When they led Him away, they seized a man, Simon of Cyrene, coming in from the country, and placed on him the cross to carry behind Jesus.
And following Him was a large crowd of people, and the women who were mourning and lamenting Him. But Jesus turning to them said, “Daughters of Jerusalem, stop weeping for Me, but weep for yourselves and for your children. For behold, the days are coming when they will say, ‘ Blessed are the barren, and the wombs that never bore, and the breasts that never nursed.’ Then they will begin to say to the mountains, ‘Fall on us,’ and to the hills, ‘Cover us.’ For if they do these things when the tree is green, what will happen when it is dry?”
Two others also, who were criminals, were being led away to be put to death with Him.
Understanding And Applying the Text
Earlier the people had shouted with one voice to condemn Christ. Yet we see that there were some who had not forgotten his doctrine and miracles. Even in the middle of this hideous evil, God reserved for Himself a small remnant. The women followed in mourning.
The women mourned the great injustice. But Jesus warns them there is going to be a far greater reason for weeping. God’s judgment hung over them. His death was not the end. It was the beginning, of evils to Jerusalem.
This is the third time in a few days Jesus spoke of the destruction of Jerusalem. The other Gospels describe the horrific beating and humiliation of Jesus. Even so, Jesus was still warning about the coming destruction of Jerusalem.

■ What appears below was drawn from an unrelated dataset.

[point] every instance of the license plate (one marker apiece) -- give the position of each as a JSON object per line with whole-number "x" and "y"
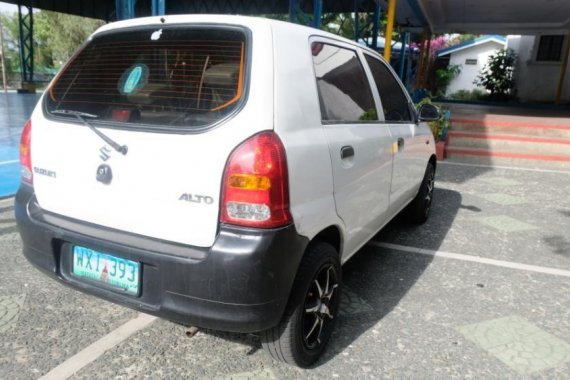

He tells them of a terrible coming calamity. It was unprecedented. It was to be feared. And it all came true. Josephus records it all for us. The wishing to be crushed by the mountains, and the cursing of their children, were expressive of the lowest despair.
Jesus’ love for us is unstoppable. In the middle of his humiliation and on the way to his crucifixion Christ stop and pities those who cried for him. His love for you is the same today.